Press Release No. 003-03
04 January 2003

24 OFW’s BACK FROM THE IVORY COAST

Foreign Affairs Secretary Blas F. Ople announced the arrival last night of 24 Filipinos who were evacuated from strife-torn Ivory Coast in West Africa.  These Filipino evacuees had sought the help of the Department of Foreign Affairs to leave the country to escape an ongoing civil war.

Although Ople had authorized the release of funds early on in the crisis for their repatriation, it took a while to convince them to go along with the Philippine government’s recommendation for them to come home.  Many apparently still had outstanding financial obligations to fulfill before they felt ready to leave.

Philippine Ambassador to Nigeria Masaranga R. Umpa (whose Embassy in Abuja covers the Ivory Coast from the Nigerian capital) and his staff promptly went about helping these Filipinos in obtaining their release papers from (mostly) their employers.

The Embassy even dispatched Vice Consul Edward C. Yulo to accompany them home.  They landed at the NAIA at about 11 p.m. Friday, January 3rd after a grueling 20-hour journey from Abidjan, a large coastal city facing the Atlantic Ocean south of the Ivory Coast.

They were welcomed and assisted at the airport by DFA Undersecretary for Migrant Affairs Jose S. Brilliantes, Chief of Staff Susan Ople and DFA officers Ferdinand Victoria, Mauro Fajardo and Protocol officer Manuel Austria.

According to Vice Consul Yulo, the Philippine Embassy is still working on getting some 50 other Filipinos out of the Ivory Coast.  Most of them are in Abidjan. The Philippine Embassy in Nigeria is now working for the immediate repatriation of 5 additional OFW’s in San Pedro, some 8 hours away, aside from the remaining 50 workers in Abidjan.

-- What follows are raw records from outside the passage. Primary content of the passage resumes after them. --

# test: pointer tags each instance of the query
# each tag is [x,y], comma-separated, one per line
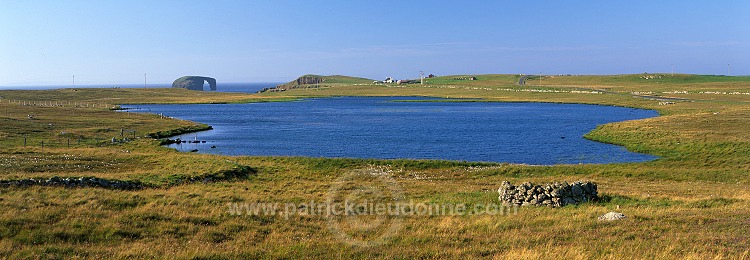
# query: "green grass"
[693,202]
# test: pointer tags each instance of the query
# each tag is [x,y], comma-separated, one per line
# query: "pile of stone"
[74,182]
[551,195]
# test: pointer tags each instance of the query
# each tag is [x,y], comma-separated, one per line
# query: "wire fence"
[49,103]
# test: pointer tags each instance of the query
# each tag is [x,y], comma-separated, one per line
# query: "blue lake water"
[251,87]
[383,127]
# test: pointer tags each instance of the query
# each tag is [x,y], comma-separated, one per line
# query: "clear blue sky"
[108,42]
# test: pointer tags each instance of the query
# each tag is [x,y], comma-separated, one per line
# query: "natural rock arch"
[194,82]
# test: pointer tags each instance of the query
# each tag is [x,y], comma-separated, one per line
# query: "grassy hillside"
[691,203]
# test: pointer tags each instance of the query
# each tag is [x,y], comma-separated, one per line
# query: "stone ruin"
[551,195]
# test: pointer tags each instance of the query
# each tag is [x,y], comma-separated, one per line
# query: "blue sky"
[110,42]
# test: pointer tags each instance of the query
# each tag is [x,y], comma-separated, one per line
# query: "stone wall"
[551,195]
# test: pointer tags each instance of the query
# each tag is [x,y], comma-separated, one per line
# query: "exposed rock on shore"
[551,195]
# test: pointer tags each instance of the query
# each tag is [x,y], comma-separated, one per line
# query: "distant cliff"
[194,82]
[301,82]
[315,81]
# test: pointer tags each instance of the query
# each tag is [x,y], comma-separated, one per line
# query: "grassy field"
[693,202]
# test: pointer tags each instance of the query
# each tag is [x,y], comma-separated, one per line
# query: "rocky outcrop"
[194,82]
[551,195]
[305,81]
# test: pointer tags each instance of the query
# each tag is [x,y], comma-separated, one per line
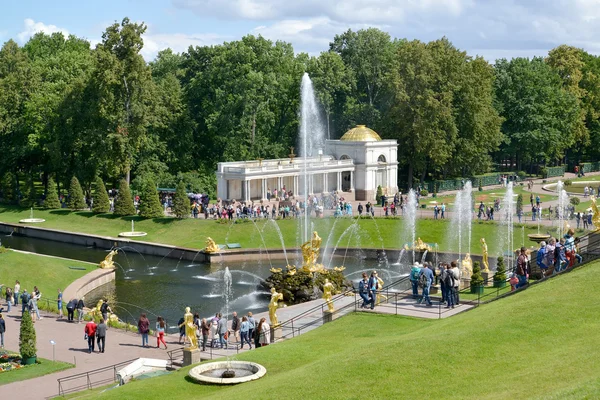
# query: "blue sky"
[491,28]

The Ivory Coast, a former French colony in the West Coast of Africa, appears to be moving towards a full-blown civil war mounted by three separate rebel groups led by disgruntled former soldiers fighting the administration of President Laurent Gbagbo. The fairly new republic has a large French community that is now under the protection of French troops.

The French government has sought the cooperation of the rebel groups in allowing foreigners to leave the areas of conflict. Sometime last October, in the northern city of Bouaké, the rebels agreed to a brief ceasefire with government troops precisely to allow those foreigners who could have been caught in the crossfire to leave the area.